Kritik äußerte auch der Digitalverband Bitkom: „Telekommunikationsnetze und Rechenzentren sind das Rückgrat der Digitalisierung“, erklärte Verbandspräsident Ralf Wintergerst. „Sie von den Entlastungen bei der Stromsteuer auszuschließen, konterkariert das Ziel, digitale Souveränität zu stärken, Schlüsseltechnologien wie Cloud und KI zu fördern und von den USA und China unabhängiger zu werden.“

Der Verbraucherzentrale Bundesverband kritisierte, dass die geplanten Zuschüsse bei den Übertragungsnetzentgelten den Menschen in Deutschland „nicht die versprochene spürbare Entlastung bei den Stromkosten bringen“ würden. „In manchen Regionen werden Verbraucherinnen und Verbraucher von den Zuschüssen kaum etwas im Geldbeutel merken“, sagte vzbv-Vorständin Ramona Pop der „Rheinischen Post“.

Nach Angaben des Bundesverbands der Energie- und Wasserwirtschaft (BDEW) wird der Zuschuss zu den Übertragungsnetzentgelten nicht gleichmäßig bei allen Stromkundinnen und -kunden ankommen. Wie stark ein Haushalt, ein Gewerbe oder ein Industrieunternehmen von einer Absenkung der Übertragungsnetzentgelte profitiere, sei „regional sehr unterschiedlich“, erklärte BDEW-Hauptgeschäftsführerin Kerstin Andreae. Abhängig sei dies unter anderem davon, wie viel Strom im jeweiligen Verteilnetz aus dem Übertragungsnetz entnommen wird und wie die Kundenstruktur der Region ist.
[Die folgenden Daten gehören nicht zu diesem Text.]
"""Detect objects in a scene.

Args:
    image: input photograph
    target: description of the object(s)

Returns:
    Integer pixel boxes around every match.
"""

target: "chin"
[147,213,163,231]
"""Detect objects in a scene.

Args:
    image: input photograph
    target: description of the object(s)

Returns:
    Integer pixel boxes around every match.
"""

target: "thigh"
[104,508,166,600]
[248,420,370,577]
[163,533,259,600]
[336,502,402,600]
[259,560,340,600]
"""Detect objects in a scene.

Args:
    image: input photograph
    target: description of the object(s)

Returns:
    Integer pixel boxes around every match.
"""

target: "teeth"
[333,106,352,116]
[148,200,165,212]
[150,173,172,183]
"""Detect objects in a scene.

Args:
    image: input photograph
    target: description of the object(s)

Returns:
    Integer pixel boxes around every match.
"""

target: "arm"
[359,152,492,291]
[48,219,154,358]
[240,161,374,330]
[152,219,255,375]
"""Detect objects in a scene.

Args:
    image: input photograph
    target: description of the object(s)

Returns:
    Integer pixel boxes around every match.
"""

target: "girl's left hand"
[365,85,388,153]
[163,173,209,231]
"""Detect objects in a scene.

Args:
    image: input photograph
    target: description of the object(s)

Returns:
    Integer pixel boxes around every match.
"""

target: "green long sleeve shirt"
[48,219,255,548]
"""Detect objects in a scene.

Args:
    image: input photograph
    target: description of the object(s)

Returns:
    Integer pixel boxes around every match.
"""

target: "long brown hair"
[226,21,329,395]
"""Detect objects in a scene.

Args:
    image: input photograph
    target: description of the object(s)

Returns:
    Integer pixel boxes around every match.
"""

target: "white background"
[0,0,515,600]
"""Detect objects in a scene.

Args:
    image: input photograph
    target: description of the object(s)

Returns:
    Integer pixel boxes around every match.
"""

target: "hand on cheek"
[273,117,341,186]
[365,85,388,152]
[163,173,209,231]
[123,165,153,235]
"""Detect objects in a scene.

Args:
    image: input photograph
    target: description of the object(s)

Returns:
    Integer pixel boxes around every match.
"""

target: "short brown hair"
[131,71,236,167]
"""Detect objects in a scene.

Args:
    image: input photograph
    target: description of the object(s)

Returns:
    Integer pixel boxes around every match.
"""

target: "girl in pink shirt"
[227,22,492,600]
Damit eine Entlastung zum Januar 2026 bei den Kundinnen und Kunden ankommt, ist es laut BDEW zudem wichtig, dass die notwendigen gesetzlichen Beschlüsse bis zum 10. Oktober gefasst werden. Dafür sei eine parlamentarische Fristverkürzung nötig – nur dann könnten die Netzbetreiber den Zuschuss rechtzeitig für die Ermittlung der Netzentgelte berücksichtigen, die dann entsprechend in die Endkundenpreise der Energieversorger einfließen.